First UK deflation in over half a century

The Bank of England headquarters, Threadneedle Street

The UK has experienced negative inflation for the first time since the 1960s, but both the government and the Bank of England deny that it is a sign of persistent deflation to come.

Office for National Statistics (ONS) figures released today show that inflation in the year to April 2015 decreased by 0.1%, meaning that the UK has experienced its first period of annual deflation – or negative inflation – in 55 years.

The consumer price index (CPI) became the official measure of UK price inflation in 1996, but estimates based on comparable historic data places the last period of negative annual consumer price inflation at March 1960.

In its last quarterly inflation report, released earlier this month, the Bank of England warned of the possibility of temporary negative deflation in the near future. They also noted, however, that there was “little sign” of widespread and persistent deflation that could have an adverse economic effect.

The Chancellor of the Exchequer, George Osborne, echoed these sentiments today, insisting that this should not be mistaken “for damaging deflation”, and that falling living costs were in fact good news for Britain.

According to the ONS, falling fuel and food costs have contributed towards static inflation over the past couple of months. Though the cost of fuel is now rising month-on-month, prices are still lower than this time last year.

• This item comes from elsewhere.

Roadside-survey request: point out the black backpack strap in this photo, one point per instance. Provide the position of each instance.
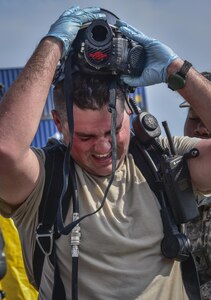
(189, 272)
(46, 230)
(191, 278)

The ONS also notes that rising air and sea fares, which are normally captured in April’s inflation figures due to the Easter holidays, were not fully included in this month’s release due to Easter falling earlier than normal.

Problems with long-term deflation

Deflation can become problematic for an economy if it is persistent and widespread, occurring across all goods and not just a select few outliers. Consumers, knowing that prices are falling, will defer many purchases, resulting in reduced demand and prices falling further. This leads to the kind of ‘deflationary spiral’ that last affected the UK in the 1920s and 30s.

The Bank of England can attempt to control deflation by setting interest rates lower, encouraging spending rather than saving and helping to boost prices. The low inflation seen during 2015 has contributed to the base rate remaining at its all-time low of 0.5% for longer than expected, resulting in record low mortgage rates and increased demand for properties.

Because of strong wage growth and falling household debt, the Bank of England believes that there is “little evidence of consumers delaying purchases”, and believe that most inflationary measures are “broadly consistent” with the target of 2%. As such, long-term deflation in the UK currently looks unlikely.

This information should not be interpreted as financial advice. Mortgage and loan rates are subject to change.